Study: 340B Suppresses Uptake of Biosimilars
Hospitals that participate in the 340B Drug Pricing Program see lower adoption of biosimilar drugs, according to a new study from Health Affairs. Roughly a third of the nation’s hospitals participate in the 340B program, which requires manufacturers to provide discounts on most drugs administered in the outpatient setting to help safety-net hospitals, although the discounted drugs are reimbursed by Medicare at the same rate as they are in non-340B hospitals.
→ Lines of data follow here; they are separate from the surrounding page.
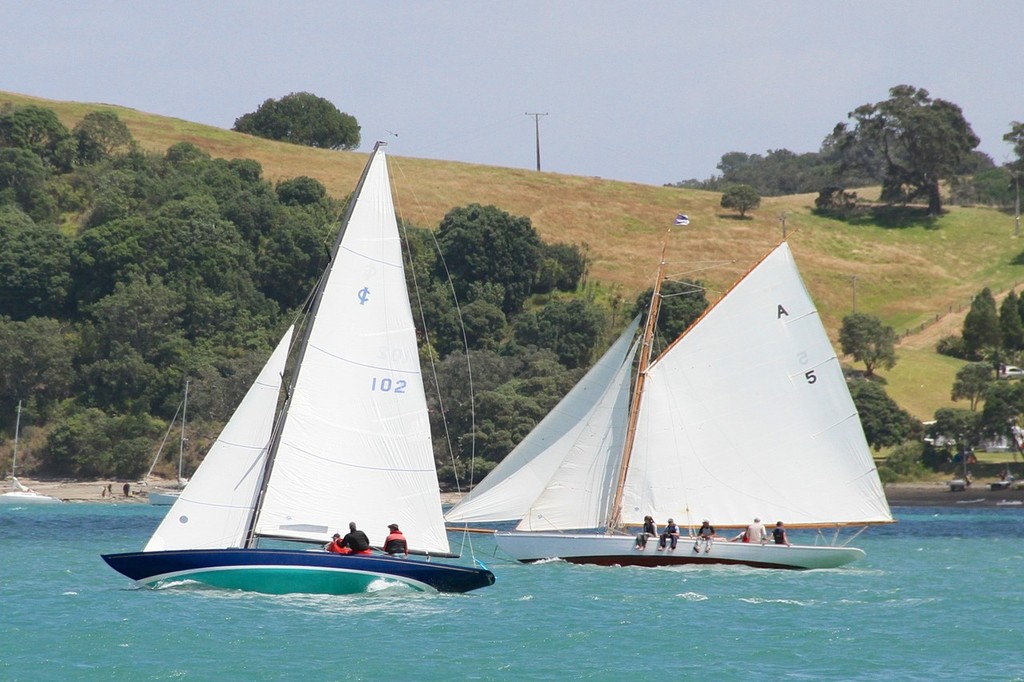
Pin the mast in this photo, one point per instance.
(615, 513)
(181, 441)
(17, 426)
(301, 348)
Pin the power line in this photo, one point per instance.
(537, 126)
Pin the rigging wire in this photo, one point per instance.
(395, 168)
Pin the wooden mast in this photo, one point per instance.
(615, 513)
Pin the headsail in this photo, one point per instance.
(563, 472)
(215, 508)
(749, 415)
(355, 442)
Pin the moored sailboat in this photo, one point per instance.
(19, 494)
(351, 440)
(745, 415)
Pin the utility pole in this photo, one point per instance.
(537, 127)
(1017, 205)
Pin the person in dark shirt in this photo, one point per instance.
(705, 535)
(395, 542)
(335, 545)
(671, 534)
(649, 530)
(778, 534)
(355, 541)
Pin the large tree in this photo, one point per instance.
(302, 118)
(869, 341)
(981, 326)
(742, 198)
(972, 382)
(910, 141)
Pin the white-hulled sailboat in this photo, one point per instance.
(19, 494)
(350, 442)
(745, 415)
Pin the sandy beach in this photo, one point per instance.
(96, 491)
(936, 494)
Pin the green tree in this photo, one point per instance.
(36, 363)
(885, 422)
(302, 118)
(35, 129)
(740, 198)
(35, 267)
(1011, 328)
(23, 182)
(962, 428)
(981, 326)
(869, 341)
(570, 329)
(911, 141)
(1016, 137)
(485, 244)
(972, 382)
(1004, 405)
(100, 135)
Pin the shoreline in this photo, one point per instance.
(935, 494)
(94, 491)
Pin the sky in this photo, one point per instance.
(651, 92)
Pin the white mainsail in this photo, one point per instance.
(214, 509)
(749, 415)
(355, 441)
(562, 474)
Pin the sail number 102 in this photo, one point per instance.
(388, 385)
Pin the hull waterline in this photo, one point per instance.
(289, 571)
(620, 550)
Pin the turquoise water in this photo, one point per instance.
(938, 597)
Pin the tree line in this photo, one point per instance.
(909, 143)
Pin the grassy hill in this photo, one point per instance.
(916, 278)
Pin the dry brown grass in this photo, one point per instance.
(909, 276)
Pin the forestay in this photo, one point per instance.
(356, 428)
(562, 475)
(215, 508)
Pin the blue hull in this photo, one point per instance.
(288, 571)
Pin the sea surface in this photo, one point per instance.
(938, 597)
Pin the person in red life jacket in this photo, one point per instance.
(336, 547)
(395, 542)
(355, 541)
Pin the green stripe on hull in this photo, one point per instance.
(289, 580)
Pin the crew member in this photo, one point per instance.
(395, 542)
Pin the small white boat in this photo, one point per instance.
(19, 495)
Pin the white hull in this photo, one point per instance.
(18, 498)
(620, 550)
(163, 498)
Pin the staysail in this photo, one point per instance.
(748, 414)
(215, 508)
(356, 429)
(562, 474)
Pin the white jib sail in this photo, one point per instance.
(749, 415)
(355, 443)
(214, 509)
(562, 475)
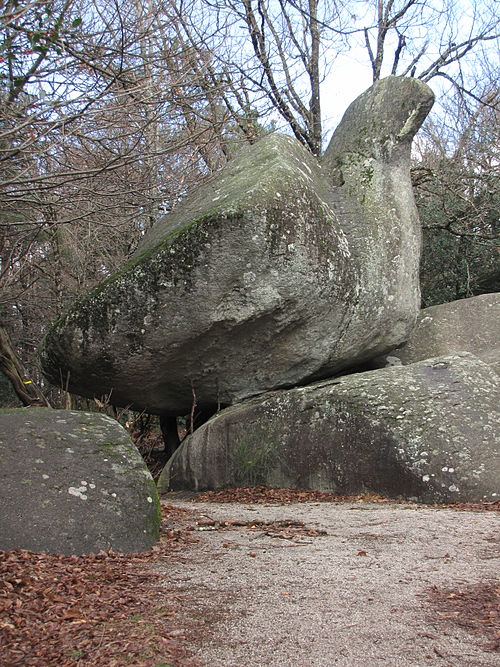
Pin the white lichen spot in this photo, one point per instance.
(78, 492)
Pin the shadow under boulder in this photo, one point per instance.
(427, 432)
(73, 483)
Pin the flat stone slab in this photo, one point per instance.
(73, 483)
(428, 432)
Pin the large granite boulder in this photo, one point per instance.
(469, 325)
(429, 431)
(73, 483)
(252, 284)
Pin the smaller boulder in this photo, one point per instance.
(427, 432)
(468, 325)
(73, 483)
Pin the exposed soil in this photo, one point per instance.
(252, 577)
(297, 580)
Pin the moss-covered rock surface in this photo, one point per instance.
(276, 272)
(73, 483)
(468, 325)
(429, 431)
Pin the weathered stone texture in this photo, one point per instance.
(73, 483)
(469, 325)
(251, 284)
(429, 431)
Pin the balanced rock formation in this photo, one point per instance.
(73, 483)
(468, 325)
(429, 431)
(276, 272)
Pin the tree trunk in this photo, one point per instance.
(27, 391)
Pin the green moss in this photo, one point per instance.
(253, 456)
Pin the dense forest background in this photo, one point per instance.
(111, 110)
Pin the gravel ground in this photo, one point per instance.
(355, 596)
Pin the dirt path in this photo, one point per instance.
(287, 595)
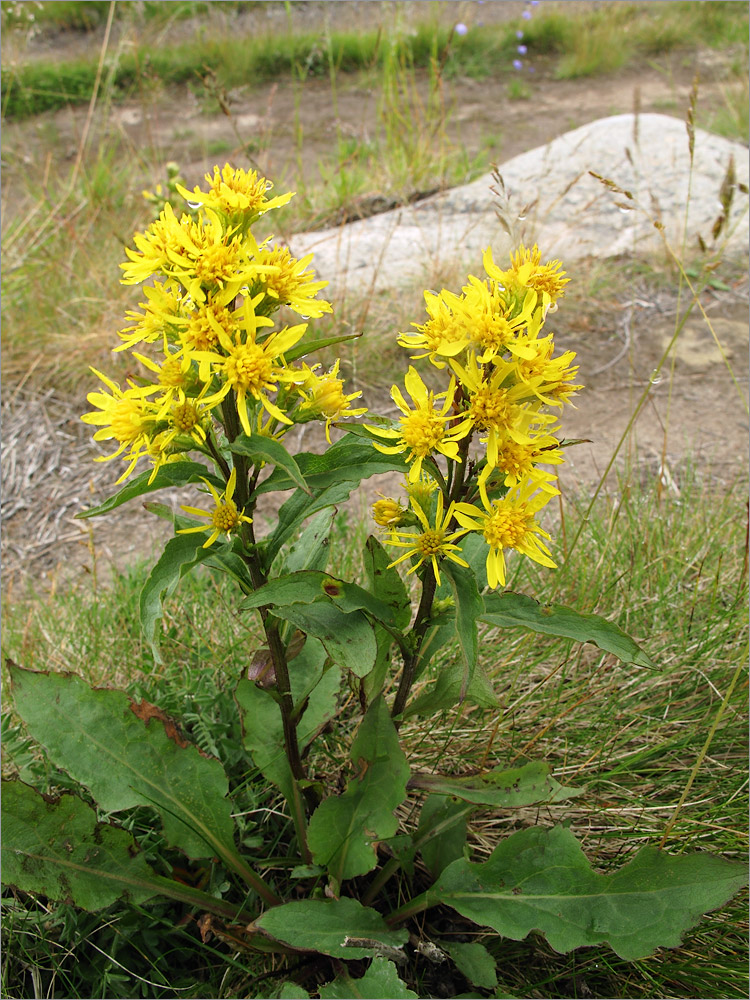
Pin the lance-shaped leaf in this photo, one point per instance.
(343, 830)
(380, 982)
(172, 474)
(297, 509)
(504, 789)
(306, 347)
(385, 582)
(331, 926)
(56, 848)
(446, 692)
(347, 635)
(181, 555)
(350, 459)
(509, 610)
(128, 755)
(265, 449)
(309, 586)
(469, 606)
(540, 880)
(310, 550)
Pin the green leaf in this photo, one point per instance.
(181, 555)
(385, 583)
(297, 509)
(473, 961)
(380, 982)
(310, 346)
(347, 635)
(310, 551)
(265, 449)
(350, 459)
(324, 925)
(540, 880)
(469, 606)
(509, 610)
(172, 474)
(343, 829)
(441, 834)
(291, 991)
(56, 848)
(504, 789)
(446, 692)
(309, 586)
(128, 755)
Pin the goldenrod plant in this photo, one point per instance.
(225, 361)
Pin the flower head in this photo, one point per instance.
(224, 518)
(509, 523)
(423, 428)
(434, 542)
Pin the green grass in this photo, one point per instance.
(582, 44)
(647, 559)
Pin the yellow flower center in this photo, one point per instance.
(249, 367)
(422, 431)
(225, 517)
(127, 420)
(490, 408)
(430, 543)
(506, 529)
(185, 416)
(217, 264)
(171, 373)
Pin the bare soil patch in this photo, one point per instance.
(619, 337)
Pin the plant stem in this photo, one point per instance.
(424, 612)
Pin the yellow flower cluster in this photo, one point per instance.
(215, 362)
(504, 380)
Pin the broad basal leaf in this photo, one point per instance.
(56, 848)
(540, 880)
(344, 829)
(181, 555)
(265, 449)
(128, 755)
(503, 789)
(509, 610)
(347, 636)
(172, 474)
(380, 982)
(339, 927)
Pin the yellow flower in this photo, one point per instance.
(509, 523)
(527, 271)
(444, 335)
(223, 519)
(433, 543)
(423, 428)
(125, 416)
(388, 513)
(324, 397)
(289, 283)
(498, 406)
(249, 368)
(236, 193)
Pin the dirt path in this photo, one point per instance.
(619, 338)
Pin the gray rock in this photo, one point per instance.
(551, 199)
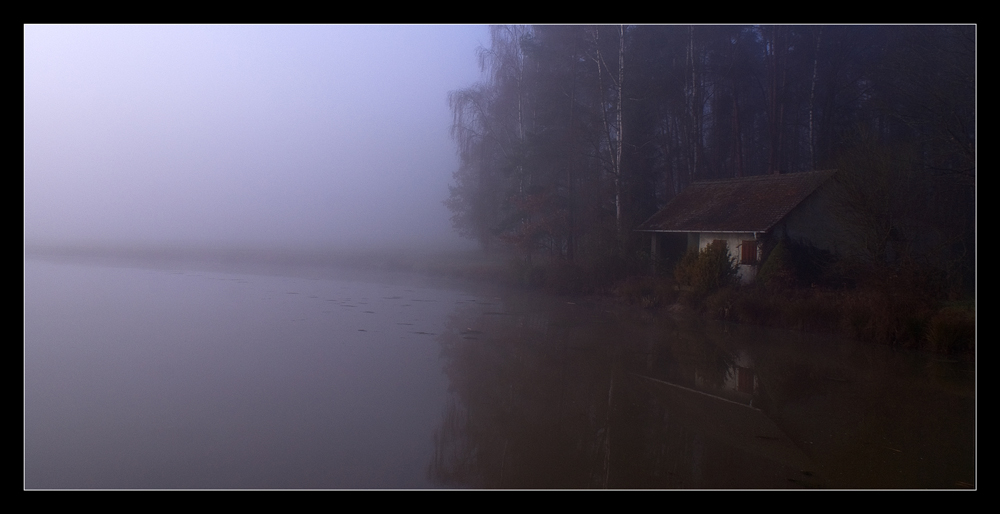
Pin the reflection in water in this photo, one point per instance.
(547, 394)
(143, 378)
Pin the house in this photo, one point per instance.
(746, 212)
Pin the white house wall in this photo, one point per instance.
(746, 272)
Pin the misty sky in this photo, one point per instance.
(322, 135)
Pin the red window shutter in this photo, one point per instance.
(749, 252)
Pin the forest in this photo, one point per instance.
(577, 134)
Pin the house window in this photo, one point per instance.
(748, 255)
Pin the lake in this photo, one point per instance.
(164, 377)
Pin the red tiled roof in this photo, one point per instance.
(750, 204)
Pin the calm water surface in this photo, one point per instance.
(159, 378)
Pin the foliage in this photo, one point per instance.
(576, 134)
(952, 330)
(708, 270)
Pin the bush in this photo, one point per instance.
(952, 330)
(707, 270)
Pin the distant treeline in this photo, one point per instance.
(577, 134)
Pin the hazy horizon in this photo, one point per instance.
(306, 136)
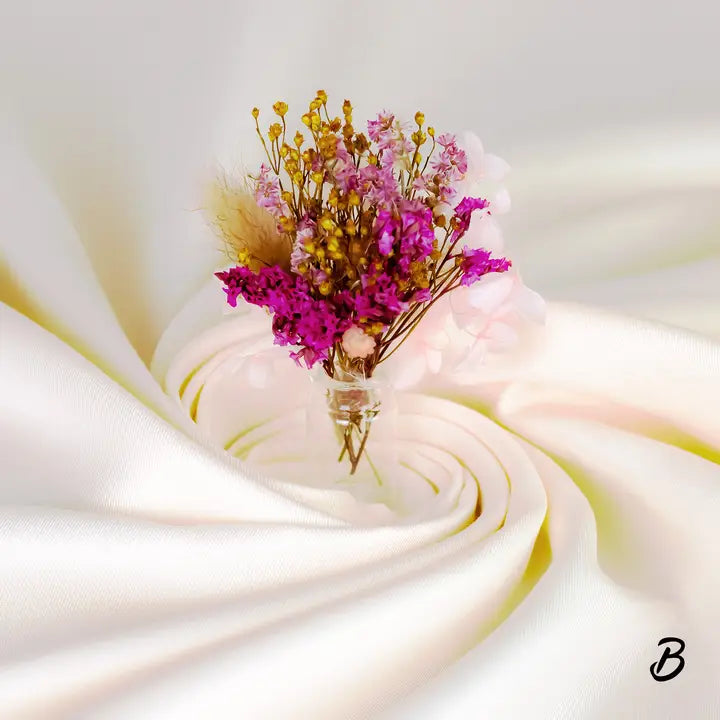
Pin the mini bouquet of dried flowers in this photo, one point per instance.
(348, 240)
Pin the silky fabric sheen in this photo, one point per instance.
(171, 546)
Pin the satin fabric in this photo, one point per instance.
(172, 546)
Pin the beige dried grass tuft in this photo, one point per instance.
(249, 232)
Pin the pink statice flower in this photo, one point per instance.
(267, 193)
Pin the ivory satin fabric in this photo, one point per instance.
(169, 546)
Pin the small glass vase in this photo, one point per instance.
(353, 417)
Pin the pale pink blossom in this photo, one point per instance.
(424, 349)
(489, 314)
(356, 343)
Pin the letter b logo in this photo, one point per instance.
(656, 668)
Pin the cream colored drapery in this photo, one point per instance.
(147, 573)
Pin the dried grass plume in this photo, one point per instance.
(249, 232)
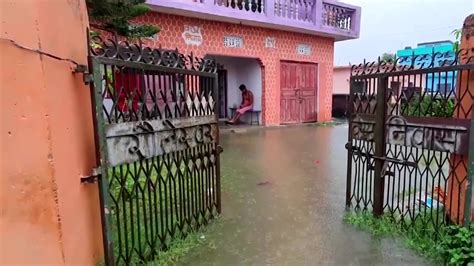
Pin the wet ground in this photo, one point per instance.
(283, 203)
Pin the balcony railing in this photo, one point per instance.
(337, 16)
(256, 6)
(327, 17)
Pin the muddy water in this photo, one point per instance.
(283, 202)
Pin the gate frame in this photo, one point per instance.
(382, 70)
(94, 78)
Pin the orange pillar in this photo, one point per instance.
(458, 183)
(47, 217)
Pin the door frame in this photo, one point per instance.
(316, 93)
(224, 97)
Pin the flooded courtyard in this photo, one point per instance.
(283, 194)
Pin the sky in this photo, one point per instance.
(391, 25)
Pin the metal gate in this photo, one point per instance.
(411, 138)
(158, 143)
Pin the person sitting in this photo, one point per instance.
(247, 104)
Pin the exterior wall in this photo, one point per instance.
(213, 33)
(47, 217)
(341, 80)
(242, 71)
(324, 18)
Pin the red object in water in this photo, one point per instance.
(128, 87)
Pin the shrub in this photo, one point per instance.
(457, 245)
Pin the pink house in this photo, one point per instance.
(282, 50)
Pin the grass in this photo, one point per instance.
(181, 247)
(439, 244)
(148, 205)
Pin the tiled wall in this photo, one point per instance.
(172, 28)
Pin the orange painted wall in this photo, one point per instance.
(47, 217)
(213, 34)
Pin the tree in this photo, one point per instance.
(387, 57)
(115, 16)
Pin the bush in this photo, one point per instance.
(428, 107)
(452, 244)
(457, 245)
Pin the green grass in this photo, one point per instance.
(146, 204)
(451, 245)
(181, 247)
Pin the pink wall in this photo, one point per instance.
(213, 33)
(341, 78)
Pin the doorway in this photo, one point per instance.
(298, 82)
(222, 84)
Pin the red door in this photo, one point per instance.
(298, 93)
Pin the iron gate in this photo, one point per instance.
(411, 138)
(156, 124)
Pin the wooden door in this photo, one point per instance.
(298, 93)
(289, 104)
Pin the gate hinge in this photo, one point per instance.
(96, 172)
(86, 76)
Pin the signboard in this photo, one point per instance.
(270, 42)
(431, 133)
(303, 49)
(192, 35)
(233, 42)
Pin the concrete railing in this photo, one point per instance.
(318, 17)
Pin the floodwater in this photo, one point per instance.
(283, 202)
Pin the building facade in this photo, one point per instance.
(442, 83)
(281, 50)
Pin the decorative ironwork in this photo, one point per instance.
(414, 62)
(410, 125)
(156, 122)
(124, 50)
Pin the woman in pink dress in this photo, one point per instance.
(247, 104)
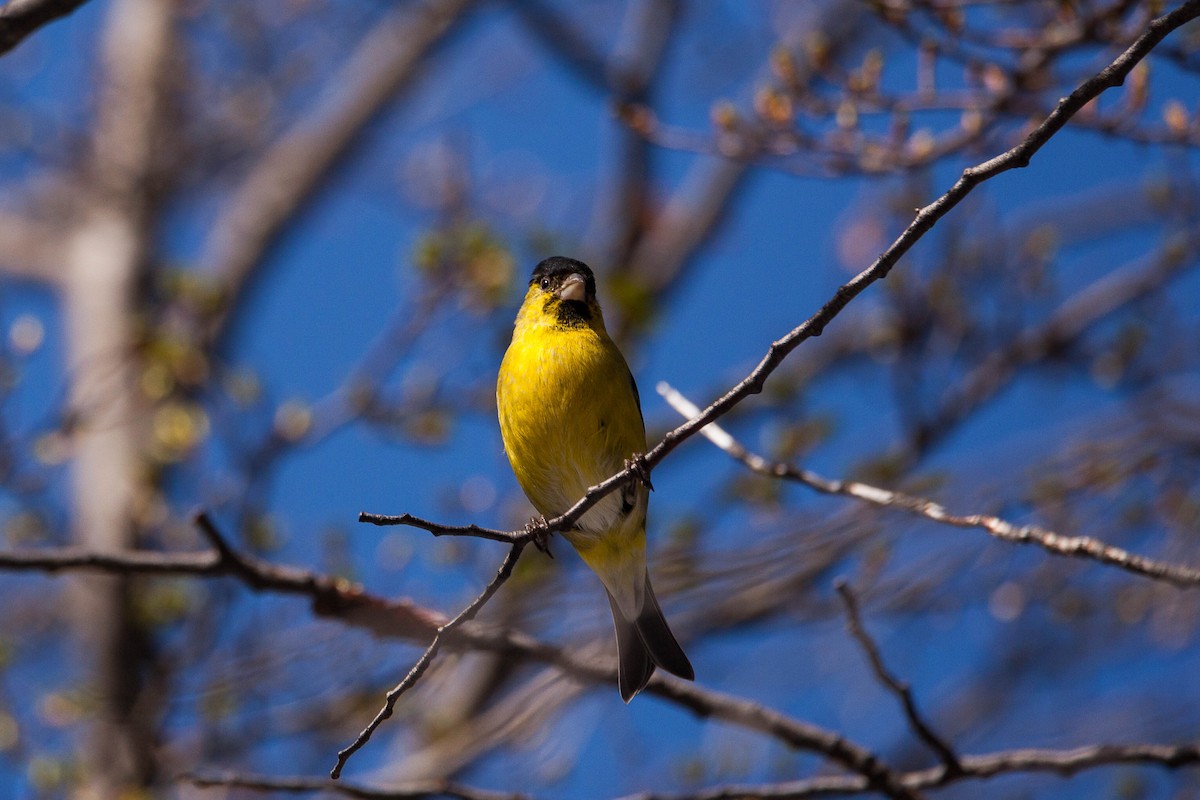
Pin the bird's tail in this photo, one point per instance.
(645, 643)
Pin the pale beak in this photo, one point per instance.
(574, 288)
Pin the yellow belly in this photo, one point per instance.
(569, 419)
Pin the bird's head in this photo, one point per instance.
(563, 292)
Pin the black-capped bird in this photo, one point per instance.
(570, 416)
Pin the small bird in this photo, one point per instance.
(570, 416)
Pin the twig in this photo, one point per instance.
(292, 168)
(437, 529)
(19, 18)
(293, 785)
(753, 384)
(1185, 577)
(973, 768)
(426, 659)
(900, 689)
(1015, 157)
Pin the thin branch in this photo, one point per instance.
(973, 768)
(402, 620)
(19, 18)
(1069, 322)
(331, 597)
(1185, 577)
(31, 248)
(431, 651)
(900, 689)
(312, 785)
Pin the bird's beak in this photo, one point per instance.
(574, 288)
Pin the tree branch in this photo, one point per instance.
(973, 768)
(19, 18)
(901, 690)
(426, 659)
(1183, 577)
(312, 785)
(289, 172)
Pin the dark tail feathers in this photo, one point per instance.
(645, 643)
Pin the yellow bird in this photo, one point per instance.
(570, 416)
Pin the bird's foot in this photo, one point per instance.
(637, 463)
(539, 533)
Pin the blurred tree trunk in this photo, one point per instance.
(106, 263)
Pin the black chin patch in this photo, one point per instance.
(574, 313)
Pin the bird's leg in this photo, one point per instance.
(637, 463)
(539, 533)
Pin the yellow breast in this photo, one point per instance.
(569, 419)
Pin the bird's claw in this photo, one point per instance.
(539, 533)
(637, 463)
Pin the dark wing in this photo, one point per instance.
(637, 397)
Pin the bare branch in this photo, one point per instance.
(1078, 314)
(19, 18)
(1183, 577)
(437, 529)
(31, 248)
(426, 659)
(1017, 157)
(288, 173)
(312, 785)
(901, 690)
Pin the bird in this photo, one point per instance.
(570, 416)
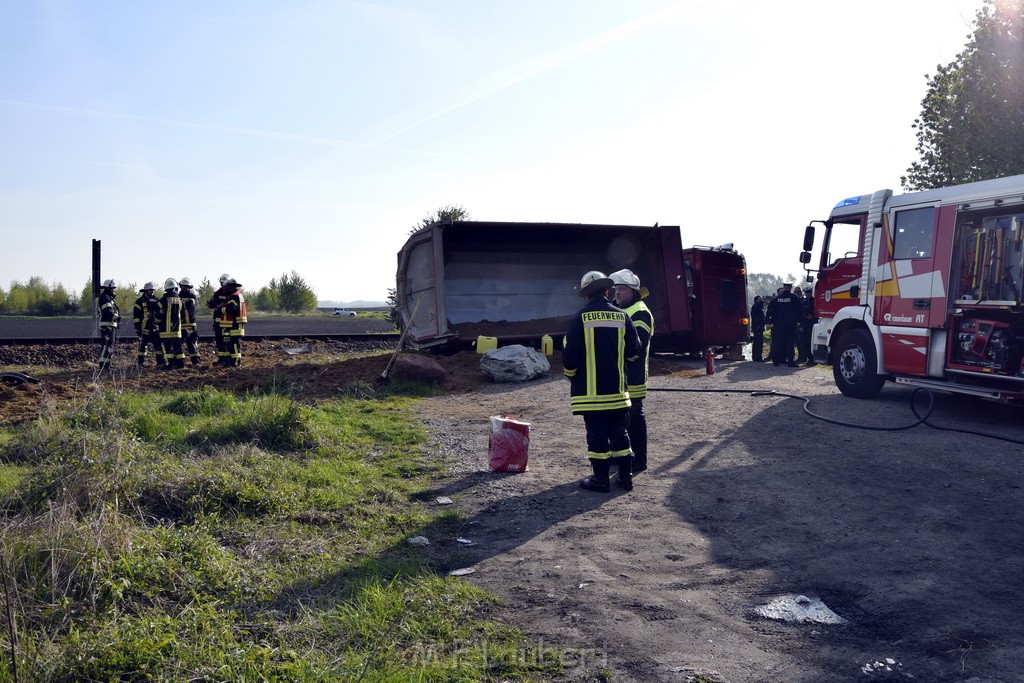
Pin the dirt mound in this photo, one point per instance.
(69, 372)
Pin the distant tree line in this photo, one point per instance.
(38, 298)
(290, 294)
(972, 118)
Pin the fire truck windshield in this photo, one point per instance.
(841, 241)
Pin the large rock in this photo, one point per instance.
(417, 368)
(514, 364)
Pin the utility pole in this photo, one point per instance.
(95, 276)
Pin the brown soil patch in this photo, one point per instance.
(69, 372)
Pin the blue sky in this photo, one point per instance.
(259, 137)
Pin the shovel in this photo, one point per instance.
(401, 341)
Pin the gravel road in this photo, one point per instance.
(910, 538)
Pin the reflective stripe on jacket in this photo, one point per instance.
(169, 316)
(599, 341)
(637, 372)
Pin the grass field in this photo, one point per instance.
(207, 536)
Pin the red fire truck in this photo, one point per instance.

Researchers also found that 340B hospitals were associated with an overall increase in the use of increased use of pricier biologic medications. To conduct the study, researchers examined 340B hospitals’ 2017-2019 Medicare claims data for two commonly used biosimilars.
Vaccine Mandate for Employees at CMS-Certified Facilities Drops on May 11
The requirement for federal government employees to be vaccinated for COVID-19 will end on May 11, the same day the COVID-19 public health emergency (PHE) is set to expire. President Biden is expected to issue an executive order in the coming days to rescind the mandate, which applies to federal employees, contractors, international visitors, and people working at Centers for Medicare and Medicaid Services (CMS)-certified facilities. Originally put in place in September 2021, the vaccine mandate was blocked by a federal appeals court in March 2023 after initially being upheld by a federal court in January 2023. According to the Biden administration, nearly 98% of federal employees have been vaccinated against COVID-19.
CBO Posts Estimate on TANF Work Requirements in Debt Ceiling Bill
Congressional Budget Office (CBO) released an estimate that the work requirement provision in the recently passed House debt ceiling bill would lower federal expenditures, but increase the number of people without health insurance without increasing hours spent in employment. H.R. 2811, the Limit, Save, Grow Act of 2023 raises work requirements for certain Medicaid recipients up to 80 hours per month and increases the age through which those persons must continue working. CBO estimated that while this provision would save the federal government $109 billion over 10 years, it would increase costs to states $65 billion.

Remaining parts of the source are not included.